До свадьбы доживет (Артемьева) - страница 99

– Привет, ыцай! – крикнула Тина с высоты.

Семен услышал ее и изо всех сил принялся размахивать букетом, чуть не упал из-за него.

Детсадовских подружек посадили рядом. Об этом попросили учительницу их мамы. Сенечка уселся в другом конце класса. Они почти не общались. Иногда «ыцай» благородно давал списать домашнее задание по математике или, если Лизка болела, провожал Тину до дому, им все равно было по пути. Так шло класса до восьмого. Первого сентября все встретились и не узнали друг друга. Все выросли, изменились. В каждом человеке, которого, казалось, знаешь досконально, появилась загадка. Только чьи-то загадки оставляли равнодушными, а чьи-то влекли к себе с неодолимой силой. Сенечка и Тина словно заново знакомились:

– Ты такой высокий! – удивлялась девочка.

– У тебя волосы выгорели, – зачем-то говорил мальчик, – Никогда не выгорали, а сейчас выгорели.

– Всегда выгорали. После моря – всегда.

– Как же я раньше не видел?

Пустой разговор, если послушать со стороны. А у них дух захватывало. Каждое слово, да что там слово, каждая пауза и легкий поворот головы значили так много, что жизни не хватило бы пересказать. Сеня сел за парту в том же ряду. Их разделял только проход. И они могли смотреть друг на друга сколько угодно. Она чувствовала его взгляд, чуть поворачивала голову, улыбалась ему, он еле заметно кивал в ответ. И это значило: «Какое счастье, что ты есть на белом свете! Ты точно есть?» «Да! Я тут! Все в порядке!»

Собственно, счастье их было настолько полным, что ничего больше и не требовалось. Они даже могли не разговаривать, хватало этих взглядов и кивков головы. И еще улыбок и утренних слов «Привет», и прощальных «Пока». И целый год никто даже не догадывался, что они есть друг у друга. Подумать только: они даже не созванивались и не общались на переменках! Это на тот момент было совсем ни к чему. Ей достаточно было знать, что она зайдет в класс и увидит Сенечку. Даже не его всего, а только глаза. И в глазах этих будет улыбка, интерес и – счастье!

Потом снова настали летние каникулы. Сенечка ехал на дачу с родителями, а Тина, как обычно, в Крым. Ее родители были убеждены, что лето, проведенное их ребенком в Гурзуфе, дарит дочери здоровье и силы на целый год. Может, так оно и было: Тина болела редко, училась легко и вообще светилась, как яблочко наливное, по словам ее бабушки.

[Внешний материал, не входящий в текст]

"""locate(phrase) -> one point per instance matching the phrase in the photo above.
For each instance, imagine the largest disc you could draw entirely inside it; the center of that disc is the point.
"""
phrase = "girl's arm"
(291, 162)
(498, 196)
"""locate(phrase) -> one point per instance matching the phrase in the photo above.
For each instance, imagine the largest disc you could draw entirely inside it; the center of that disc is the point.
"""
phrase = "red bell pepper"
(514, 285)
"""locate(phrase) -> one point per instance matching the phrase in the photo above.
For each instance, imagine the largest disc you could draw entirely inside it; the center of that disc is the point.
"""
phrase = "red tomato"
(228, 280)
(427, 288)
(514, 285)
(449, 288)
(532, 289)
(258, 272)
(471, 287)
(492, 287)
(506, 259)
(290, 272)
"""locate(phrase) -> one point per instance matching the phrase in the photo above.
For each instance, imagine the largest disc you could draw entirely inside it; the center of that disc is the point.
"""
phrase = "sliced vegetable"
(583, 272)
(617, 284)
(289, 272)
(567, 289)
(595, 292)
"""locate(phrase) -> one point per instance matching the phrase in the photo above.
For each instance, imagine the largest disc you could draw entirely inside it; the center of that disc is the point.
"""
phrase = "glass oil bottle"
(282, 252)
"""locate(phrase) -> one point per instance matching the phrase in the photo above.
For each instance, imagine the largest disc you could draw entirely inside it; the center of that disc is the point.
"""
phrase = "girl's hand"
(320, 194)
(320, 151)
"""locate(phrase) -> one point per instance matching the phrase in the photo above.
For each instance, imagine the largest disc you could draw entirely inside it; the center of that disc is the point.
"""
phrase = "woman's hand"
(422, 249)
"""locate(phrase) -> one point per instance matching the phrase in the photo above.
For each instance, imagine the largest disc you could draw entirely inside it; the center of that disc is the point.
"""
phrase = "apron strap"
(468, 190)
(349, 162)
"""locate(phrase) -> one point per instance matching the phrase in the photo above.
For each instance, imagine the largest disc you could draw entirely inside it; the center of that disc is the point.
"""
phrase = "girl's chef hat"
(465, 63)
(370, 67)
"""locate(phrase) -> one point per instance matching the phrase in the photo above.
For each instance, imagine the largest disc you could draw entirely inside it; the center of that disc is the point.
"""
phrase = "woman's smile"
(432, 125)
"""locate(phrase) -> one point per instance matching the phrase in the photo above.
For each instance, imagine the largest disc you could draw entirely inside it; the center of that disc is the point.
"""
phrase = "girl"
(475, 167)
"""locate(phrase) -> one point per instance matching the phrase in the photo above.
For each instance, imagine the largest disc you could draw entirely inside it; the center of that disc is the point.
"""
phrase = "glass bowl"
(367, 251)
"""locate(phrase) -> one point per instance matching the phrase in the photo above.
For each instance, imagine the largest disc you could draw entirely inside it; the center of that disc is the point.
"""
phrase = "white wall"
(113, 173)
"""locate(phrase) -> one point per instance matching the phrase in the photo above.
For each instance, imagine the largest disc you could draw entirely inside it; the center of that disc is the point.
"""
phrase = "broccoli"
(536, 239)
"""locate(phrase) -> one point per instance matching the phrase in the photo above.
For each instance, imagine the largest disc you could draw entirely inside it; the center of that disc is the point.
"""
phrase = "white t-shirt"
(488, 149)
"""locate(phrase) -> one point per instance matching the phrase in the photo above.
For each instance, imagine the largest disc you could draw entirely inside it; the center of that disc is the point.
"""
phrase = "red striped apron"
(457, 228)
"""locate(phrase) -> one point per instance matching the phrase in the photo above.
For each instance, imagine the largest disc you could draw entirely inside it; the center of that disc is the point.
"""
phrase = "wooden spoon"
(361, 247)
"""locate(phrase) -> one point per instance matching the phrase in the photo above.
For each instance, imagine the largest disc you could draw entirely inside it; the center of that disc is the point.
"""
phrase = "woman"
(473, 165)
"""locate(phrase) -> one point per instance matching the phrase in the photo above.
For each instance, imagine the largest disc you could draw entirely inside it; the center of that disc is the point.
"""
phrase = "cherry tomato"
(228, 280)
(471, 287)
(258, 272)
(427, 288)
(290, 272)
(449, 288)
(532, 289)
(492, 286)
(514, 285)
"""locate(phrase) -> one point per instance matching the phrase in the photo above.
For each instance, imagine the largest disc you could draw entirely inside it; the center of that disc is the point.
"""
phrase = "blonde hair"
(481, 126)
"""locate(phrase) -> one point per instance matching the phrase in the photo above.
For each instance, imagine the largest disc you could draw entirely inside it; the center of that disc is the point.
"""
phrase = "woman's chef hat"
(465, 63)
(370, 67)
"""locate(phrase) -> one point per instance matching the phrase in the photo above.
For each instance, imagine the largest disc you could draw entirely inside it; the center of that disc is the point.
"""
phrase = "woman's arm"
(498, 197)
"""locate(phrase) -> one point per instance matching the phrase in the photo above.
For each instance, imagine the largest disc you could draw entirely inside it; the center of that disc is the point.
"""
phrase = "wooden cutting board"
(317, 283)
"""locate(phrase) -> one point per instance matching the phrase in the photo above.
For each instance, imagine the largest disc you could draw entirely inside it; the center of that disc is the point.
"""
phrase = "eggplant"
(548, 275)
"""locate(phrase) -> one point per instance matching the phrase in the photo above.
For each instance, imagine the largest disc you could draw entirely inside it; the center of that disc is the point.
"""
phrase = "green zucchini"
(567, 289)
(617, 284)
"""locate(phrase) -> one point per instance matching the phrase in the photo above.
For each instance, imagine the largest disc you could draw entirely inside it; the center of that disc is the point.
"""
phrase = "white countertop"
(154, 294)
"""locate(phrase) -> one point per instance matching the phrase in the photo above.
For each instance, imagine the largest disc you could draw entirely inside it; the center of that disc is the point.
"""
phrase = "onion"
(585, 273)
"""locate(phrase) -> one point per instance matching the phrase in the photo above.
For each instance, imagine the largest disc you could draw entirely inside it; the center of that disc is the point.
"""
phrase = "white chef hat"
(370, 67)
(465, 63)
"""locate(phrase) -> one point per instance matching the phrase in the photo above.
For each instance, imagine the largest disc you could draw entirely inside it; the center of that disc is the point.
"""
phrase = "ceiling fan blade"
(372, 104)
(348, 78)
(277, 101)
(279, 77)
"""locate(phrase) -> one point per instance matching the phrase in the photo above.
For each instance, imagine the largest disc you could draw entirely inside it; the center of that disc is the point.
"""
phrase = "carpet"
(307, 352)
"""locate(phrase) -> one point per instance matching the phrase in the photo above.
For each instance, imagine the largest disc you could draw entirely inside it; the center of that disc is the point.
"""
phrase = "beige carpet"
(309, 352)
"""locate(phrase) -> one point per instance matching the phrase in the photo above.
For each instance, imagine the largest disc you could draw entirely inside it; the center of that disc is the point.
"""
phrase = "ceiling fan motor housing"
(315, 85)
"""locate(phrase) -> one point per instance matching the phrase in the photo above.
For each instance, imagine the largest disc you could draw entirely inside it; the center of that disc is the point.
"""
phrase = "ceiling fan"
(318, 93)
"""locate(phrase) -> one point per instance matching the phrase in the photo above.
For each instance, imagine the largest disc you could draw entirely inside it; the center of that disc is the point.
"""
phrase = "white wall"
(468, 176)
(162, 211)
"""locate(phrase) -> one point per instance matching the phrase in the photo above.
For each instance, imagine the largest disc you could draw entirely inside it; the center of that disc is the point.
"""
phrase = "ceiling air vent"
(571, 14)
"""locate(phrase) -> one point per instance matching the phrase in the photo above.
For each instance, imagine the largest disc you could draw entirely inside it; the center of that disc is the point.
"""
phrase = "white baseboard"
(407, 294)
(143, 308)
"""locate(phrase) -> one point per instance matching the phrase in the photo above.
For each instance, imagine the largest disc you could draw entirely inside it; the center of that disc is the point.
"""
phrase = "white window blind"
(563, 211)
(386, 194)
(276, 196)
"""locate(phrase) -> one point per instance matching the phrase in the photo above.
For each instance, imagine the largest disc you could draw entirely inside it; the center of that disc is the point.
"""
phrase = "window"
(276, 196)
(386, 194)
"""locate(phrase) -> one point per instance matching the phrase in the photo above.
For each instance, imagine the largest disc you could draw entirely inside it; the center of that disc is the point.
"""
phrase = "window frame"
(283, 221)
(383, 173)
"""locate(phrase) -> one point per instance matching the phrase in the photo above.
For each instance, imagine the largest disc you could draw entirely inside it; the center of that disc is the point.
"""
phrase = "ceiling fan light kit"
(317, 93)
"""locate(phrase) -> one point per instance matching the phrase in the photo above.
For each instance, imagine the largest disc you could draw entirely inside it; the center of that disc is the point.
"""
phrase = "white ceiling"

У Сенечки папа был знаменитый поэт. В те канувшие в Лету годы знаменитым поэтам жилось очень комфортно, особенно если на их стихи сочинялись песни. У Сенечкиных родителей, например, было целых две квартиры. Одна, старая, как называли ее все члены семьи, находилась в соседнем с Тиной доме. А вторую, новую, очень большую, пятикомнатную, знаменитый папа купил, вступив в кооператив. Еще у них была огромная дача недалеко от Москвы, где папа-поэт творил и принимал своих коллег, поэтов и писателей. Они все жили в одном поселке, ходили друг к другу в гости, веселились, ели-пили, острили, устраивали розыгрыши, сплетничали. Сенечкин папа любил проводить полгода в сельском уединении. Так он называл их дачную жизнь, хотя никакого уединения у них не было и быть не могло, потому что Сенечкина мама была редкостной красавицей, и на свет ее необыкновенной красоты тянулось все живое. Папа маму просто обожал, считая, что именно она – источник его не иссякающего много лет вдохновения. Папа отбил в свое время свою будущую жену у менее удачливого собрата по поэтическому цеху. Уводя красавицу в свое пристанище муз, влюбленный поэт поклялся вечно служить ее юности и красоте и клятву свою исполнял свято. Он даже поначалу не хотел, чтобы у них были дети: боялся, что ее волшебный облик изменится. Потом, когда уже вечно молодой красавице стало за сорок, она сама решилась на беременность, потому что ей кто-то заслуживающий доверия убедительно посоветовал ей родить, чтобы продлить гормональный баланс. Конечно, страхи имели место, но она героически выносила и родила здорового мальчика, очень похожего на красавицу-мать. На этом подвиги ее закончились. Ребенок был сдан на попечение двум нянькам: дневной и ночной. Мама занялась восстановлением красоты, в чем преуспела, став еще краше прежнего. Осчастливленный поэт творил, как подорванный, приобретая на всякий случай все, что в те скорбные нерыночные годы можно было приобрести благодаря заслугам и связям.